The business end of the Internet of Things

Modern manufacturing is a fast-moving, fascinating environment, full of innovation. As we discussed in the last blog, “The Rise of the Machines”, the latest advances aren’t just confined to the assembly line but can be found in the products themselves. Now let’s look more specifically at what this means for the ways smart machines can work and how this can help customers to be successful.


The big buzz at CES this year was all about the internet of things: passive objects and devices communicating to make your life better, whether in wearable technology, your car or your kitchen. The key point is that with sensors coming down in price, they can now be built into all sorts of things.

Pirelli, one of the world’s biggest tyre manufacturers, is the exclusive tire supplier for the Formula One racing championship. It is a hub of constant innovation, and with SAP’s partnership, gets meaningful insights in near-real time directly from sensors embedded in the tires, harnessing the power of big data to collect real-time information on performance and then use these insights to improve the car, mid-race. This can mean the difference between winning and losing – big business in a sport that’s worth $4bn globally.

These sensors pave the way for a host of other uses, in time trickling down to the cars we drive. As well as understanding how a product is used and helping customers be more efficient, they could be used to improve safety, record mileage, to work out wear by recording mileage, discover and share traffic information, road conditions, remote diagnostics – even automated toll payments.

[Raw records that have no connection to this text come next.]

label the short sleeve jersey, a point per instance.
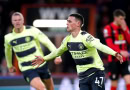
(82, 50)
(26, 45)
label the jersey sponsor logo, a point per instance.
(76, 46)
(28, 39)
(84, 61)
(78, 54)
(26, 52)
(21, 40)
(90, 38)
(81, 46)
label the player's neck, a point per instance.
(75, 33)
(114, 22)
(18, 30)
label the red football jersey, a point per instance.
(116, 38)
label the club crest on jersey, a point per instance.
(27, 39)
(81, 46)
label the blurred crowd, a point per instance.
(103, 17)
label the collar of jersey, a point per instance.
(19, 33)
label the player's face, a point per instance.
(17, 21)
(119, 19)
(71, 24)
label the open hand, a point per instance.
(38, 61)
(58, 60)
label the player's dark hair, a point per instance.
(79, 17)
(119, 12)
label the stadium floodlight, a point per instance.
(49, 23)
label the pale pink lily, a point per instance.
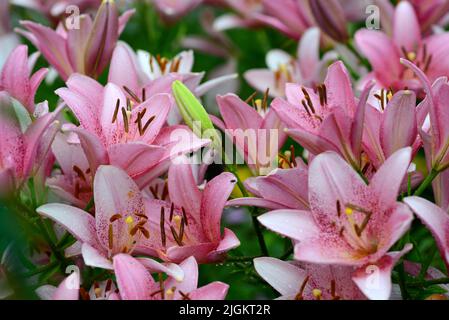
(350, 223)
(87, 49)
(306, 281)
(307, 69)
(112, 126)
(190, 225)
(16, 78)
(73, 182)
(384, 52)
(391, 127)
(136, 283)
(430, 12)
(330, 118)
(22, 150)
(436, 220)
(280, 189)
(290, 17)
(70, 289)
(121, 222)
(258, 134)
(54, 9)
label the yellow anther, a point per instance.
(411, 56)
(316, 293)
(129, 220)
(98, 292)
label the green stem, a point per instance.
(427, 182)
(256, 224)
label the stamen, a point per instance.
(293, 156)
(162, 225)
(79, 172)
(125, 120)
(117, 106)
(111, 237)
(165, 191)
(251, 97)
(175, 236)
(145, 127)
(317, 293)
(338, 208)
(172, 210)
(115, 217)
(305, 107)
(185, 296)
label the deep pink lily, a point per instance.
(121, 222)
(350, 223)
(436, 220)
(54, 9)
(307, 69)
(190, 225)
(21, 153)
(16, 78)
(280, 189)
(306, 281)
(111, 126)
(258, 134)
(330, 118)
(435, 138)
(430, 12)
(384, 52)
(86, 50)
(136, 283)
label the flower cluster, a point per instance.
(122, 171)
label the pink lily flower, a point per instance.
(350, 223)
(435, 138)
(16, 78)
(136, 283)
(435, 219)
(330, 118)
(156, 74)
(290, 17)
(258, 134)
(87, 49)
(308, 69)
(120, 225)
(54, 9)
(190, 225)
(22, 152)
(391, 127)
(73, 182)
(280, 189)
(111, 126)
(174, 10)
(306, 281)
(70, 289)
(384, 52)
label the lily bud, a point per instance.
(102, 38)
(330, 17)
(194, 114)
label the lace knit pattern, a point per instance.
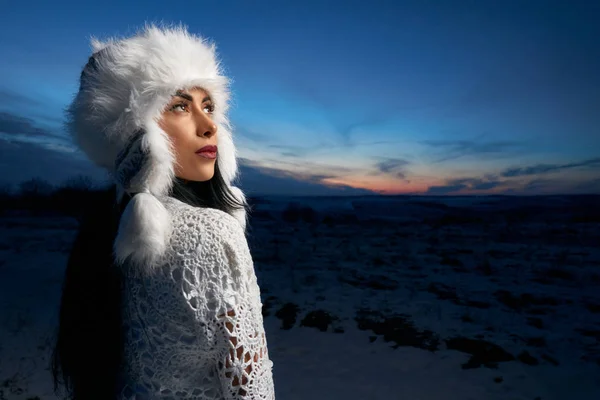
(194, 329)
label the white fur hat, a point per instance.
(124, 89)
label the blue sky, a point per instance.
(344, 97)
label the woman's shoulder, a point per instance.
(204, 221)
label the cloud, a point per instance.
(549, 168)
(252, 135)
(257, 180)
(445, 189)
(456, 185)
(12, 124)
(453, 149)
(393, 166)
(23, 161)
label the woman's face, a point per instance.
(187, 120)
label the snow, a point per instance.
(417, 297)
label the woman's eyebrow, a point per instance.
(189, 97)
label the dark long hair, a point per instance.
(88, 350)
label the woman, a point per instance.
(160, 299)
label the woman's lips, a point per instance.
(207, 152)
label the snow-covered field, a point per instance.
(376, 297)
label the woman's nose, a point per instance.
(205, 126)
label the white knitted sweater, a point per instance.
(194, 327)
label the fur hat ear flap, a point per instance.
(144, 232)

In this sort of scenario the tool is the same, irrespective of the product, whether car, tire, toothbrush or storage system. The manufacturer uses the added
‘smarts’ of its products to extract real time data, analyze it, make sense of it and gain insights that will help them. According to the Gartner Top Ten Tech Trends for 2014 report, the value of smart machines works in four layers:

  1. Manage – they optimize the utilization of a product
  2. Monetize – for example enabling pay-per-use or pay-per-mile, so consumers don’t have to buy the whole machine or product
  3. Operate – remotely operate a device or product on behalf of customer
  4. Extend – they provide more digital services and content  (education, training and so on) on top of the original product

So how do we deal with all this opportunity? The real bottleneck is the flood of data. And the winners will be the ones who can sift through it, make sense of it and purpose it for applications in which others see value. The point is, you’re selling and creating new products which can tell you how they are used and under what conditions. Add that to a customer profile and you can create a whole new field of business opportunities or services that would be relevant to your customer.

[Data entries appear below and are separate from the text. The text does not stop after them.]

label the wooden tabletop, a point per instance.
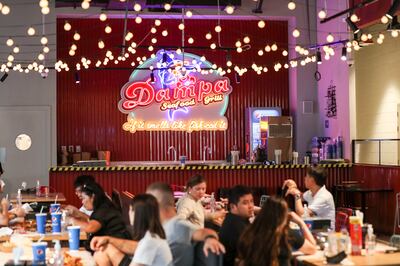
(378, 259)
(28, 198)
(47, 237)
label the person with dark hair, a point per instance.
(180, 235)
(79, 182)
(241, 206)
(190, 208)
(105, 220)
(320, 200)
(269, 240)
(148, 246)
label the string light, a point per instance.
(67, 26)
(292, 5)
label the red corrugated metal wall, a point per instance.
(87, 113)
(137, 181)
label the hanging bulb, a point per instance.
(67, 26)
(354, 18)
(229, 9)
(261, 24)
(137, 7)
(292, 5)
(103, 16)
(296, 33)
(322, 14)
(330, 38)
(77, 37)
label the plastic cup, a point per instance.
(41, 222)
(39, 252)
(74, 237)
(56, 222)
(54, 207)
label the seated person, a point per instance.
(320, 200)
(241, 209)
(269, 240)
(79, 182)
(105, 220)
(180, 235)
(190, 208)
(149, 244)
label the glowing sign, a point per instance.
(177, 96)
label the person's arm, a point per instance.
(125, 246)
(91, 226)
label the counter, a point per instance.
(135, 178)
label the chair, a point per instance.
(116, 199)
(341, 220)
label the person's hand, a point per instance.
(99, 243)
(294, 217)
(213, 245)
(289, 183)
(293, 191)
(71, 210)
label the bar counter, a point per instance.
(135, 178)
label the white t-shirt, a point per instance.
(85, 211)
(152, 251)
(321, 204)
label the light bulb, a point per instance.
(384, 19)
(292, 5)
(101, 44)
(330, 38)
(67, 26)
(5, 10)
(31, 31)
(296, 33)
(137, 7)
(322, 14)
(167, 7)
(354, 18)
(45, 10)
(77, 37)
(229, 9)
(9, 42)
(85, 4)
(44, 40)
(103, 16)
(138, 20)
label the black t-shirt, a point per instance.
(111, 222)
(229, 235)
(296, 241)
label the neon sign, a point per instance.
(180, 97)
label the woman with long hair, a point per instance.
(105, 220)
(269, 241)
(190, 208)
(152, 248)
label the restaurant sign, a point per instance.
(175, 98)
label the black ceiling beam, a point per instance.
(349, 10)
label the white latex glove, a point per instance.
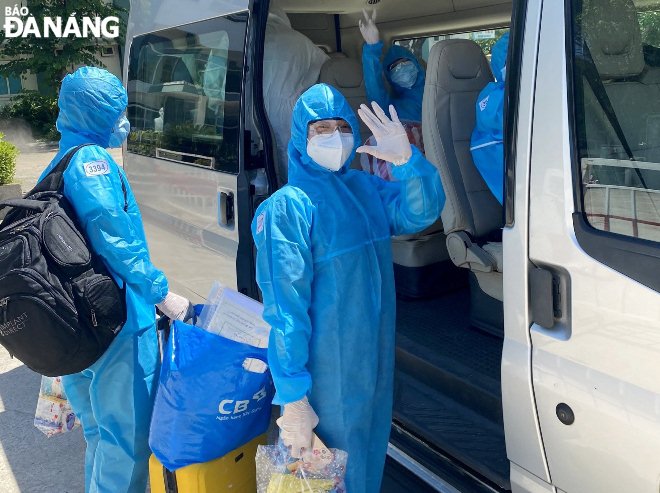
(368, 28)
(175, 307)
(296, 425)
(392, 143)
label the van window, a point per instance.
(184, 89)
(617, 115)
(421, 47)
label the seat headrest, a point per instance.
(458, 64)
(342, 73)
(611, 30)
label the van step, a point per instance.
(436, 344)
(455, 429)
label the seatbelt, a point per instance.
(596, 83)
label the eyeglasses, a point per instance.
(325, 127)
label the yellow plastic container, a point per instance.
(235, 473)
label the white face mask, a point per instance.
(330, 150)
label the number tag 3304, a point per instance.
(95, 168)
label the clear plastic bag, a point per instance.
(322, 471)
(235, 316)
(54, 414)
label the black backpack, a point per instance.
(60, 308)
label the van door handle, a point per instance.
(549, 294)
(226, 209)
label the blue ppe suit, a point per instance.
(113, 398)
(324, 266)
(406, 102)
(487, 144)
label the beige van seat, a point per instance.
(457, 72)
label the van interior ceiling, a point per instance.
(449, 331)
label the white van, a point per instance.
(528, 343)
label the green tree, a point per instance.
(53, 57)
(649, 24)
(487, 44)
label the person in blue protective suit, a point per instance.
(487, 143)
(113, 397)
(324, 266)
(399, 67)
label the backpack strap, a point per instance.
(54, 180)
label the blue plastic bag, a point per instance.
(207, 403)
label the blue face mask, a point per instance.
(404, 74)
(119, 132)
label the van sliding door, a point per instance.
(184, 155)
(594, 242)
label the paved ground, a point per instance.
(30, 462)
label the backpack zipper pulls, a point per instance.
(3, 306)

We can offer the tools for these insights and understanding the data, but in a field of endless possibilities, how do you harvest the right ones? It’s both a blessing and a curse. But that’s when your business sense snaps in – picking and using the right tools. You don’t just put a sensor in something because you can. You need to know what it’s for, how the customer will use it, what the opportunity is and whether there is value in it.

There’s a time lag between new tech and the product that grows with it on the one side, and it being picked up by mass market as it digests technology on the other. If you’re able to gain a competitive advantage by understanding these insights, there could be some low hanging fruit.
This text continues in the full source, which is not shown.